Se già prima dei tragici fatti di Israele il Mediterraneo appariva fragile ed esposto a rischi, incertezze e instabilità, ora quella dell’ex Mare Nostrum sembra davvero una storia tutta da riscrivere. E il convegno di apertura della Genoa Shipping Week, organizzato oggi a Genova dall’Associazione Agenti Marittimi e dedicato proprio alla “rotta fra gli scogli in Mediterraneo”, lo ha confermato, evidenziando pericoli in parte sconosciuti ma anche opportunità che il post-emergenza potrebbe schiudere specie nei rapporti fra Italia, costa settentrionale dell’Africa e Medio Oriente, conferendo concretezza al cosiddetto Piano Mattei; e ciò, a fronte di costante latitanza nella presenza e nel ruolo dell’Unione europea, concentrata quasi esclusivamente sulle sue frontiere orientali.
I dati negativi del Mediterraneo emersi nel corso del dibattito guidato dal presidente di Assagenti, Paolo Pessina, forniscono un quadro che solo eufemisticamente potrebbe essere definito inquietante: l’80% dei Paesi che si affacciano dall’Africa e dal Medio Oriente sul Mediterraneo può definirsi stabile; a Stati falliti come la Libia, si affiancano Stati in fallimento come il Libano, Stati canaglia come la Siria, Stati in avvitamento su sé stessi come la Tunisia. E inoltre Paesi come la Turchia (membro Nato) che nascondono una crisi economica e inflattiva difficilmente sopportabile, occultandola sotto mire espansionistiche (il caso Azerbajan) che “puntano” con sempre maggiore intensità i territori di Iraq e Siria.
Gli Stretti, vitali per l’accesso al Mediterraneo, sono a rischio per la guerra in Ucraina e per la crescente presenza russa in Siria; l’Iran è una mina vagante in grado di sviluppare violenza estrema, e la Turchia vanta anche il ruolo di controllore chiave sugli Stretti.
Ad anni di distanza dal disimpegno della flotta americana in Mediterraneo − come denunciato dal Sottocapo di Stato Maggiore della Marina Militare italiana, ammiraglio di Squadra Giuseppe Berutti Bergotto − il raggio d’azione delle Marine Militari di Turchia, Algeria ed Egitto ha registrato una costante crescita, e la presenza di navi militari russe si è decuplicata.
Eppure – come sottolineato dai maggiori operatori presenti (Antonio Gozzi per Duferco, Ignazio Messina per la Ignazio Messina&C., Vincenzo Romeo per Nova Marine Carriers, Davide Falteri per Federlogistica, il Cavaliere del Lavoro Massimo Ponzellini per il Centro Giuseppe Bono, nonché Alessandro Santi, presidente di Federagenti) – il Mediterraneo potrebbe trasformarsi dal drammatico teatro di guerra di questi giorni in un mare di collaborazione economica e industriale. «Un mare in cui − ha sottolineato Gozzi – l’Italia gode di un naturale vantaggio competitivo per la capacità storica di dialogare con l’altra sponda, sia quella africana che mediorientale, e quindi di mettere a fattor comune gli sforzi di diversi gruppi imprenditoriali».
Il salto di qualità richiederà un’alleanza strategica fra soggetti pubblici e privati in Italia e la definizione di un piano di sistema che metta in relazione filiere che “oggi non si parlano”, come ad esempio logistica e agricoltura.
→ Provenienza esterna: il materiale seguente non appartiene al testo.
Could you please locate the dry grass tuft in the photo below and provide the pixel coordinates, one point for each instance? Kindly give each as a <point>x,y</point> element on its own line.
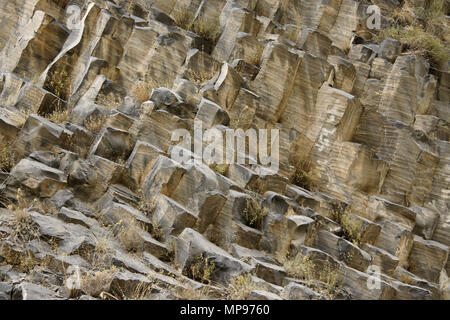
<point>142,91</point>
<point>303,268</point>
<point>201,26</point>
<point>8,158</point>
<point>201,269</point>
<point>198,77</point>
<point>421,30</point>
<point>95,123</point>
<point>241,287</point>
<point>59,115</point>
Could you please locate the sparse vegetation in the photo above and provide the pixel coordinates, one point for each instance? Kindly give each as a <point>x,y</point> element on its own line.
<point>208,30</point>
<point>420,29</point>
<point>351,228</point>
<point>95,123</point>
<point>199,77</point>
<point>241,287</point>
<point>8,158</point>
<point>201,269</point>
<point>221,168</point>
<point>254,213</point>
<point>304,268</point>
<point>183,18</point>
<point>302,176</point>
<point>59,115</point>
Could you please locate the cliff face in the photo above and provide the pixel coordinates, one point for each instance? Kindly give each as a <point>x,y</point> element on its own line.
<point>94,205</point>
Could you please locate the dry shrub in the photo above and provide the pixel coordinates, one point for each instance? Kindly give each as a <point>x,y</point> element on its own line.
<point>241,287</point>
<point>208,30</point>
<point>303,268</point>
<point>95,123</point>
<point>59,115</point>
<point>8,158</point>
<point>201,269</point>
<point>221,168</point>
<point>142,91</point>
<point>420,29</point>
<point>183,18</point>
<point>25,229</point>
<point>201,26</point>
<point>198,77</point>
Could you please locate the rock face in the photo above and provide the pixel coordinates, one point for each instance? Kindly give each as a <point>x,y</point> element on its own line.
<point>94,204</point>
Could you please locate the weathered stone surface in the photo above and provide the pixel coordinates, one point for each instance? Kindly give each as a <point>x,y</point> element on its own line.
<point>91,106</point>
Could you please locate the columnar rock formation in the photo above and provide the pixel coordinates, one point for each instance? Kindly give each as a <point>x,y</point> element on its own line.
<point>95,207</point>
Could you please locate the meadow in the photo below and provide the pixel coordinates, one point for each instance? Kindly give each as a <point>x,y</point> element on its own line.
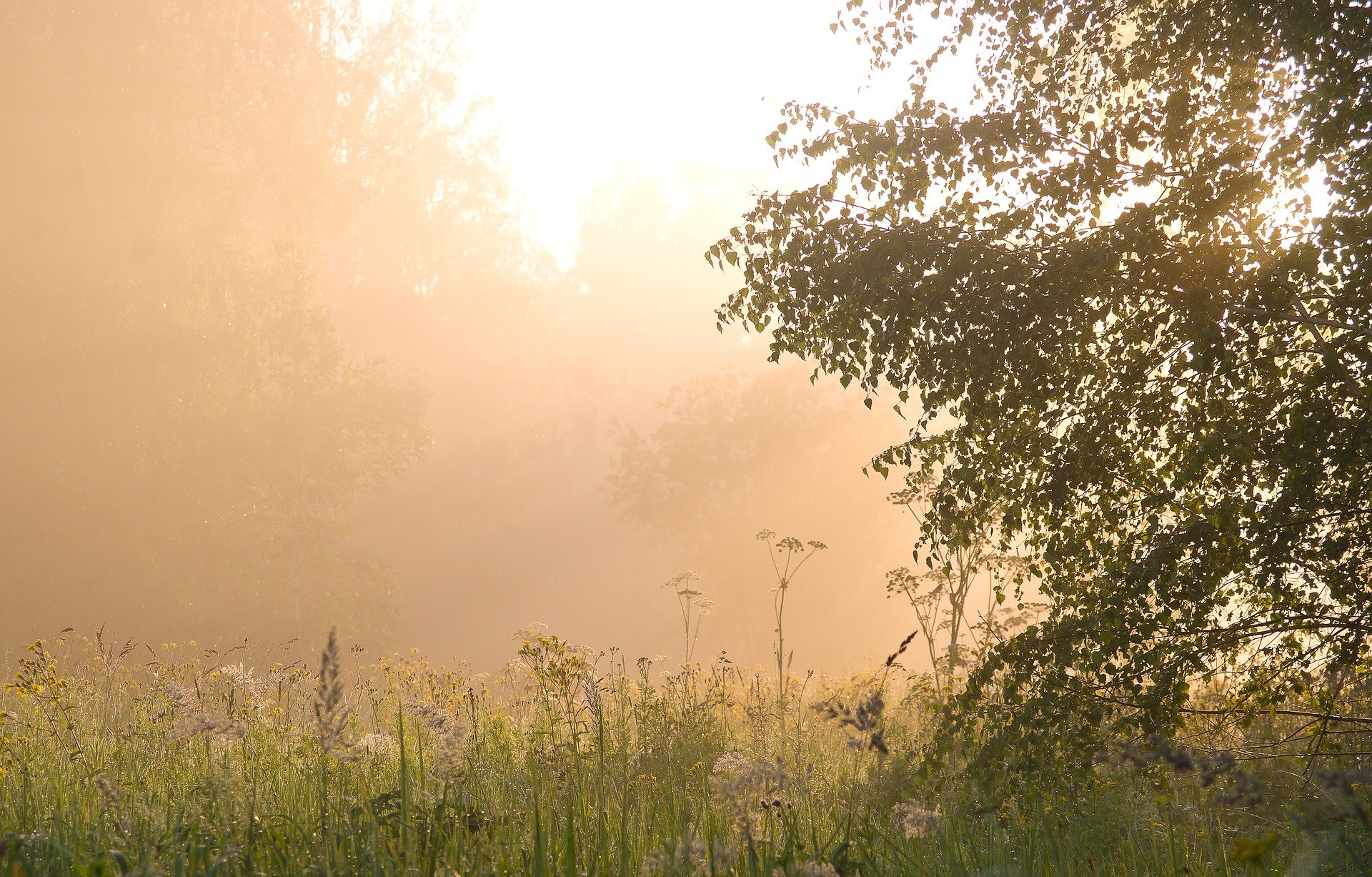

In ciò favorendo alleanze imprenditoriali europee allargate in grado di fornire agli altri Paesi mediterranei anche il valore aggiunto di finanza, know-how e progettualità.
Ma, alla luce delle notizie rimbalzate a Genova dal Vicino Oriente, il domani sembra essere terribilmente lontano. La realtà è quella di una guerra potenzialmente devastante in atto, difficilmente arginabile – come sottolineato da Vittorio Emanuele Parsi, professore ordinario di Relazioni internazionali presso la Facoltà di Scienze politiche e sociali dell’Università Cattolica del Sacro Cuore di Milano – guerra che anche sotto pressione delle piazze potrebbe rimettere in discussione i Patti di Abramo e la nascente intesa fra Israele e Arabia Saudita.